そんな言葉に、愛想笑いで応えながらも帰路につく三人。
校門を出て少し歩くと、カルが顔だけクロウの方に向けて
「そういや、なんでさっき笑ったんだ?」
と、首を傾げてそう聞く。

「あ〜・・・だって、ジンがいきなり『弱い奴ほど良く吠える』とか言うんだもん。仕方ないじゃん」
カルとククルには分からないジンの潜んでいるであろう方を向いて、プクーっと頬を膨らませるクロウ。

「なるほどねぇ~。それじゃー仕方ないかぁ」
その言葉を聞いたククルは、以外とお茶目さんだね・・・と、苦笑交じりにそう返し、「むくれてるクロウちゃんもかぁいい」と後ろを向いているクロウの背中に抱き着く。

「ん・・・二人とも帰ろっか。
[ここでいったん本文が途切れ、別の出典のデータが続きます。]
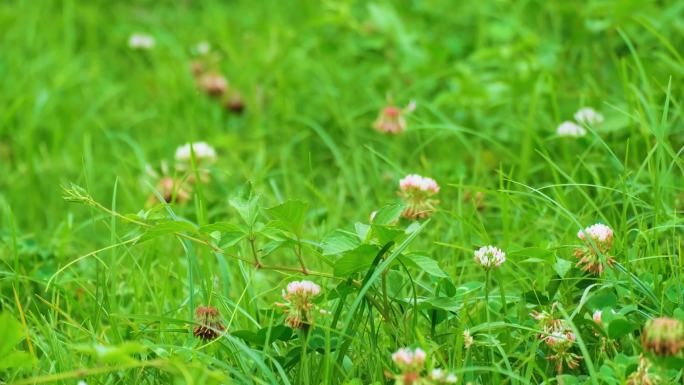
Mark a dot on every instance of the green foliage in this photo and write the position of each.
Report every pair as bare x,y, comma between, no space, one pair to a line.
107,283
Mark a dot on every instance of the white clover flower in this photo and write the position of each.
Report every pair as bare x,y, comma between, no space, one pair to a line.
598,232
203,152
589,116
490,256
303,289
405,358
140,41
420,183
467,339
570,129
597,317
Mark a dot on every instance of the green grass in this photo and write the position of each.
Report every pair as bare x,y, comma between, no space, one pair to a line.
105,290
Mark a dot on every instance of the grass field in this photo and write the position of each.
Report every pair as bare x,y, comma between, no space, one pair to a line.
129,258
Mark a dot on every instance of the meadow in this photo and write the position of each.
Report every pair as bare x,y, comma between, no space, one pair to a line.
342,192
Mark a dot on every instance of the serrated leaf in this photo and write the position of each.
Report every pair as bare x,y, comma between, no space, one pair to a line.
247,205
291,213
338,242
424,263
355,260
388,215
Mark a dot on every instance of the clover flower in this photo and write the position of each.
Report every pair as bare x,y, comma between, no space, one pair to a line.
559,339
203,152
214,84
467,339
141,41
209,325
407,359
570,129
593,255
417,193
588,116
663,336
490,256
299,306
391,119
439,376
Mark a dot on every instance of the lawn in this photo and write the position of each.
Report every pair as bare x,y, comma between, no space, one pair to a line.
303,192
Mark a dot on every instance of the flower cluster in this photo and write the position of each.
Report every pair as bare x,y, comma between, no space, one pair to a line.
663,336
583,116
490,256
179,190
208,323
412,370
417,193
392,120
299,306
214,84
140,41
588,116
204,153
593,255
559,338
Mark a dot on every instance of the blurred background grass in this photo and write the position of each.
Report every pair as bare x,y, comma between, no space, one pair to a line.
492,80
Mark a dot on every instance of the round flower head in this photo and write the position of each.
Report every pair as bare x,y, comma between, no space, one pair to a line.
203,152
213,84
417,193
390,121
663,336
589,116
209,325
467,339
570,129
409,360
303,289
141,41
490,256
593,256
300,308
599,233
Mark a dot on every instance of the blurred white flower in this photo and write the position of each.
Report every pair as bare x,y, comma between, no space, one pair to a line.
407,359
140,41
598,232
302,289
570,129
490,256
203,152
467,339
417,182
589,116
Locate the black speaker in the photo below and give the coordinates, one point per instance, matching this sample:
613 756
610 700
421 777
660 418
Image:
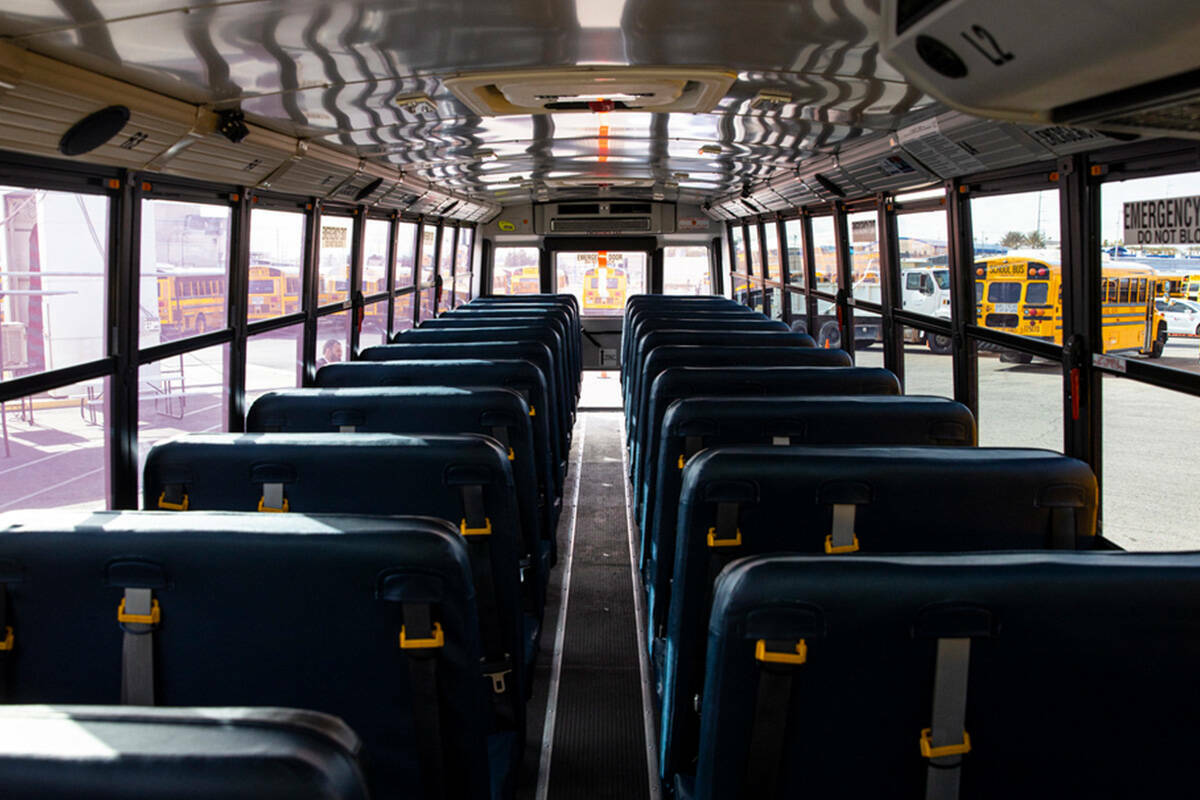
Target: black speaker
365 192
94 130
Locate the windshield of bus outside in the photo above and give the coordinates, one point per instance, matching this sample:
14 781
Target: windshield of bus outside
1005 292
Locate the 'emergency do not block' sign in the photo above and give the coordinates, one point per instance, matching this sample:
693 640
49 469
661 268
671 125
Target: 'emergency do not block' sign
1171 221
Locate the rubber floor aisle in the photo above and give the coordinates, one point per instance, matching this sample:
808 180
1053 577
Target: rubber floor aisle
598 740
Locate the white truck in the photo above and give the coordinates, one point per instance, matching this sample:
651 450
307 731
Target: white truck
924 289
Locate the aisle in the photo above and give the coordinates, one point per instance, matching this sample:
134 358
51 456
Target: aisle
595 743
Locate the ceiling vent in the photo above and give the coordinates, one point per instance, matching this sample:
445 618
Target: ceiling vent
616 217
592 89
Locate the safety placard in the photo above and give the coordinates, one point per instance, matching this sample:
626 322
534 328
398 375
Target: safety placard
1170 221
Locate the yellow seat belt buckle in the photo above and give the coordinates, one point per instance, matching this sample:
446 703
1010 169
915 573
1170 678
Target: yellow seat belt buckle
844 548
713 541
929 751
263 506
486 530
778 657
172 506
153 618
436 641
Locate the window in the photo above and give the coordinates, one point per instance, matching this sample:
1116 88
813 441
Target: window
825 254
181 394
375 324
429 247
516 271
601 280
772 251
274 360
54 449
375 257
445 268
685 270
402 314
755 250
54 258
924 252
181 244
334 259
333 338
792 233
406 253
276 257
739 250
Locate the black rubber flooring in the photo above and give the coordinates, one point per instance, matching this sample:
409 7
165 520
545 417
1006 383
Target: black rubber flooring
599 749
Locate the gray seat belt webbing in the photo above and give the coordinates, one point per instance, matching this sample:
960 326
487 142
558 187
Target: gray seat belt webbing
1062 528
423 675
137 649
948 728
497 662
273 498
843 539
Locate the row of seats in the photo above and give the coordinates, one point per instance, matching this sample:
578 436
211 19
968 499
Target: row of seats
771 503
399 584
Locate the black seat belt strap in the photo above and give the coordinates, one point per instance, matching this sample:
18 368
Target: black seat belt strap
778 662
138 617
6 642
477 529
421 641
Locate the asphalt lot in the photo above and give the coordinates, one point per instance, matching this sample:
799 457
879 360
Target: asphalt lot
1150 469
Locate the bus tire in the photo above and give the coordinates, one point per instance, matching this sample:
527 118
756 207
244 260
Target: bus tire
939 343
1156 349
829 336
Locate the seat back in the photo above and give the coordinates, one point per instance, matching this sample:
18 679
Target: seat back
883 499
498 413
515 318
256 609
537 353
695 423
1041 657
646 423
517 374
109 752
462 479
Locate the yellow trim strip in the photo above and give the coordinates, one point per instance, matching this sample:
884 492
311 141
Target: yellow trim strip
929 751
771 656
153 618
437 641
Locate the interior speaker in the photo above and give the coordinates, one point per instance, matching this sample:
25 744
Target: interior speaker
365 192
94 130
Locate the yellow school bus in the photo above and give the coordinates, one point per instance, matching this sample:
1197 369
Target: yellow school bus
604 287
191 302
273 293
1024 295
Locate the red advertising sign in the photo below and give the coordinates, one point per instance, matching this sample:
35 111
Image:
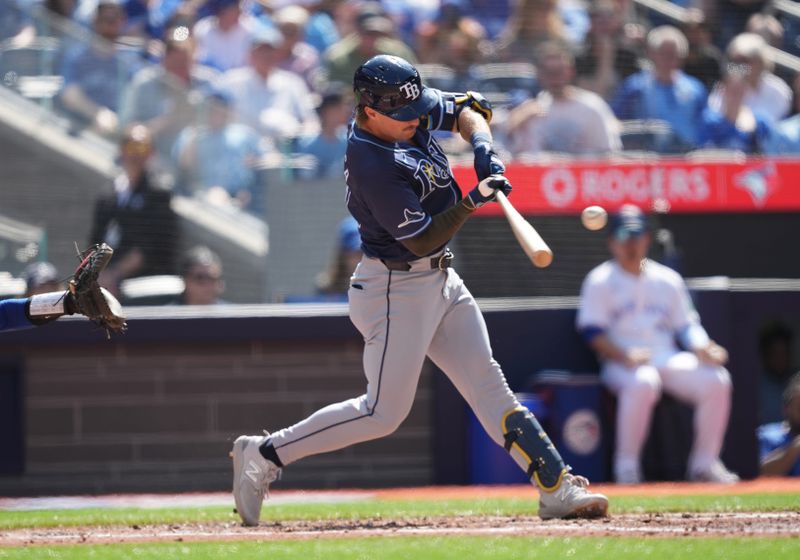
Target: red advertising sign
752 185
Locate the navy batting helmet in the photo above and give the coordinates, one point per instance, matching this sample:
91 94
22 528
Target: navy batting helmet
392 86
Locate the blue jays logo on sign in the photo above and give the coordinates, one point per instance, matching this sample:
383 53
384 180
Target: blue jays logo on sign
430 176
410 90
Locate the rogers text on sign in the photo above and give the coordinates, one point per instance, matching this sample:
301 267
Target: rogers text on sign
563 187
一応明日の試験の見直ししとかないとね」

急に背中に重みがやってきて、少しのけ反りかけたが、ククルへ少しだけ体重預けることでを立ち直り、その姿勢のまま肩に乗っかっているククルの頭を撫でながらそう言う。

『まぁ、読んだら覚える暗記型のカルと、呑み込みの速い学習型のククルにはいらないかもだけどね・・・』

ちゃんと勉強している努力型のクロウとは違う天才型の二人は、

「教科書一通り読んだし、ダイジョウブっしょ!」
「試験かぁ~・・・シャーロットさんのより難しくなければ良いんだけど」

などと言ってはいるが、実際のところもう既に初等部のレベルの勉学は、シャーロットの教えによって終えられているのだ。 

だが、教えたら教えたでカル辺りは勉強をサボりそうだから敢えてクロウは伝えていない。










そんなこんなで、三人の学園生活は三年間の復習から始まるのだった。